27 carros serão leiloados em setembro, outros 36 vão para Bombeiros Voluntários e muitos ficarão no depósito

O Centro de Treinamento de Agricultores de Montenegro (Cetam) já teve seu tempo de glória e, de fato, contribuiu muito no aperfeiçoamento de técnicas de manejo das várias culturas para os agricultores da região. Hoje, suas áreas ainda abrigam galpões e prédios utilizados pela Empresa de Assistência Técnica e Extensão Rural do Rio Grande do Sul (Emater/RS) para oferecer os cursos aos produtores.

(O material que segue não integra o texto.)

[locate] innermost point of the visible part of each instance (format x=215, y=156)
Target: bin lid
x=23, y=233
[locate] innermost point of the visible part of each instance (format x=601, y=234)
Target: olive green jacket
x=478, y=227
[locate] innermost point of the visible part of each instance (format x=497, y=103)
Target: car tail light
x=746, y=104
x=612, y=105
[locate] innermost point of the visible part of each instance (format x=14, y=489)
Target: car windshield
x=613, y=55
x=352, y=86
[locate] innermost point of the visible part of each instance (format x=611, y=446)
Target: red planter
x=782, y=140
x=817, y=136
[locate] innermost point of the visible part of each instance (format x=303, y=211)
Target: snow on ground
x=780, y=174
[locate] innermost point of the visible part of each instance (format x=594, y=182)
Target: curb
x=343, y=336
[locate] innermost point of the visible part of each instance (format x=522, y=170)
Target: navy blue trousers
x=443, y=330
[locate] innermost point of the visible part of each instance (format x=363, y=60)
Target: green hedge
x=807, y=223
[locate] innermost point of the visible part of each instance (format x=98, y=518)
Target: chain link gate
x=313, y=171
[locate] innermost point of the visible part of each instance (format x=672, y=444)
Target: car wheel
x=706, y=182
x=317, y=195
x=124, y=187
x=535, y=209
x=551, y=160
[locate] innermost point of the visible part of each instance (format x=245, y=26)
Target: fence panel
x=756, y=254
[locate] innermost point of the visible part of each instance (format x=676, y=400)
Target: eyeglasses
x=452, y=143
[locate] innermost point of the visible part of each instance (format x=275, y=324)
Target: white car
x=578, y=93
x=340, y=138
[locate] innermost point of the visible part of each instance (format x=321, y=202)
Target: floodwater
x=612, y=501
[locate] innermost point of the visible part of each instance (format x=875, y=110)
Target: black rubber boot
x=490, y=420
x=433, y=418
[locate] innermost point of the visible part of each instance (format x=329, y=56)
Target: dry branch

Além dos espaços para os cursos, o local também se tornou um depósito de carros que um dia foram usados pelas unidades da Emater e Centros de Treinamento de todo o Estado. De acordo com a entidade, estão no local cerca de 200 carros, desde fuscas, unos, gols até kombis. Alguns estão há tanto tempo no local que já apresentam sinais de deterioração, além da vegetação crescer no entorno.

Parte destes carros será leiloada, outros têm a possibilidade de repasse em sistema de comodato – empréstimo gratuito de coisas que não podem ser substituídas por outras iguais.

O gerente de administração Patrimonial da Emater, Floriano Paz Aquino, explica que o órgão está instalado em 600 municípios do Estado e possui uma frota de 1,5 mil veículos, que quando entram em desuso, seja por constante manutenção ou quando esta se torna cara demais, são levados até o local. É o único no Estado apto a recebê-los.

“Hoje temos 27 carros que estão liberados para leilão, que deve ocorrer em setembro – por meio de sistema online. Outros têm penhor judicial por ações trabalhistas, INSS e ainda não podemos nos desfazer deles por estarem em ações judiciais”, detalha Aquino.
Os valores arrecadados no leilão retornam para a entidade e são reinvestidos em equipamentos, estrutura e material de apoio.

Segundo Aquino, outros 36 carros devem ser cedidos à Associação de Bombeiros Voluntários do RS. “É melhor que estejam em uso do que lá, se deteriorando”. Enquanto isso, outros carros seguem no local sem prazo para remoção. “O quadro (do depósito do Cetam) sempre vai se alterando, é temporário”, explica.